まず自動車会社がたくさんある。次に車種がきわめて多い。さらに色やシートの形状から内装のこまごましたことまで、すべて決めるシステムになっていることに驚いた。店頭に並んでいるこの新車が気に入った、これを買います、という安直な選択は許されないようである。車好きの人であれば至福の時間なのであろうが、車は移動手段であって、人生の目的ではないと思っている私にとっては、とてもその選択肢を熟慮する気になれず、第一そのような時間もない。販売店の店員はとても熱心に車種を選び、シートはどれが良いですか、エアコンのスイッチはどの形がお好みですかと丹念に選択を勧めてくれたが、結局のところ何も決まらないうちに日が暮れた。私は貴重な日曜日をつぶしてしまったと後悔した。選択肢を増やすことは消費者の好みを満たすことになると信じて努力されている企業の方々には誠に申し訳ないが、これが実感であった。

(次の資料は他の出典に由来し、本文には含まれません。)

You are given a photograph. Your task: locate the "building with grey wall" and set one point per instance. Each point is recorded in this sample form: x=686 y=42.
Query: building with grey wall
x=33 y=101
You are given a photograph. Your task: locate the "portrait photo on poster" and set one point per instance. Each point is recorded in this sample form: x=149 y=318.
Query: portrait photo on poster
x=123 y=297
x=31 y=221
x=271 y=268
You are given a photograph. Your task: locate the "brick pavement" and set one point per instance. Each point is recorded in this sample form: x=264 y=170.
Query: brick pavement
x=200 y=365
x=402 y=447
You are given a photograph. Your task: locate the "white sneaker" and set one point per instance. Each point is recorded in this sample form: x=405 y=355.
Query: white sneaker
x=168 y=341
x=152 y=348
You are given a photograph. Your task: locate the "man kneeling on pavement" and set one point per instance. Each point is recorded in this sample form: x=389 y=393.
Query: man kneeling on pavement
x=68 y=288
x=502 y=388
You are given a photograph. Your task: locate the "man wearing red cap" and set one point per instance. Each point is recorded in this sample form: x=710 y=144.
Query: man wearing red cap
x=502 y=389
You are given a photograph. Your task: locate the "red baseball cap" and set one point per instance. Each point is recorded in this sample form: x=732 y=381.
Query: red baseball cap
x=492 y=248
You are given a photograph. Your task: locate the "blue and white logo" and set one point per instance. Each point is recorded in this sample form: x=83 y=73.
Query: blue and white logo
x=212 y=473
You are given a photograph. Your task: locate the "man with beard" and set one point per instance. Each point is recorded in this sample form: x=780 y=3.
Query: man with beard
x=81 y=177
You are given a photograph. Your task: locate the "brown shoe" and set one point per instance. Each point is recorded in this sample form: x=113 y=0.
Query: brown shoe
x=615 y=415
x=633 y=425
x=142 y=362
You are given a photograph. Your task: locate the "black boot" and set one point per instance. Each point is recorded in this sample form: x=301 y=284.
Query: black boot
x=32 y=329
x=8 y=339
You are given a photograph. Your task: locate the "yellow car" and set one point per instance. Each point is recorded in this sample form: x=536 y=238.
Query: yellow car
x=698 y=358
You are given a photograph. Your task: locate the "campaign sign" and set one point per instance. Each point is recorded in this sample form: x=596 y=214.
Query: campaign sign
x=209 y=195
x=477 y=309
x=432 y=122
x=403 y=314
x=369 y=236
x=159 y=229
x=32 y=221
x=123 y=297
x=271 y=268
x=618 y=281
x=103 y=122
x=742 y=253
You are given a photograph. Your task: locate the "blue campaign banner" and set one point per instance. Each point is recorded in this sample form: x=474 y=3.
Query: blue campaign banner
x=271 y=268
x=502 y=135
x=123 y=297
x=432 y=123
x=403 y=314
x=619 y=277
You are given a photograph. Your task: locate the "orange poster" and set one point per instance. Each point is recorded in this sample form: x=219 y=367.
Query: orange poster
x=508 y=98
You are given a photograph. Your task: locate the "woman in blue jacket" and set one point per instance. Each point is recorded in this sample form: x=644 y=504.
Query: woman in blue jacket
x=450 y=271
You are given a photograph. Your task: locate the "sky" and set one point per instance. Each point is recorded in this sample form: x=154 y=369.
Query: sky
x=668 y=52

最近読んだ「選択の科学」(シーナ・アイエンガー)を思い出した。現代では、選択肢が多いほど良いと考えている人が多いが、彼女は必ずしもそうではないことを多くの実験で検証している。例えばある店でジャムを販売するために6種類を試食用に店頭に並べた場合と24種類を並べた場合、前者では30%の客が購入し、後者ではわずか3%しか購入しなかった。選択肢が多すぎると消費者は決定できないのだ。また米国産のイチゴジャムを買った場合でも、家に帰ってから「横に並んでいた日本産のほうが良かったかもしれない」と思い始めると、せっかく選択して購入した商品に対しても満足できないかもしれない。新車を選べなかった私と同じである。選べなかったことに対する後悔も加わるのだ。

とかく現代は選択肢が多すぎる。

薬剤の数を見てもそうであろう。降圧薬、糖尿病治療薬、骨粗鬆治療薬などをはじめ、多くの分野でとても多くの種類の同種同効薬が市場に溢れている。前出の「選択の科学」には、人間に処理可能な情報量には限界があり、7を超えると間違いが増える、ということが書かれてあった。私が専門とする関節リウマチは、生物学的製剤が導入されて治療成績は著しく改善したが、そうなると次々と新しい薬剤が開発され、現在は7つになった。7種類の異なる生物学的製剤をどのようにして選択するのか、どのように各々の薬剤の特性を理解するのか戸惑いが大きい。今後さらに選択肢が増えれば、すべての薬剤を理解して患者に使うことは困難になる。「この薬剤を使う」という選択ではなく、「この薬剤は使わない」という後ろ向きの選択が必要になるであろう。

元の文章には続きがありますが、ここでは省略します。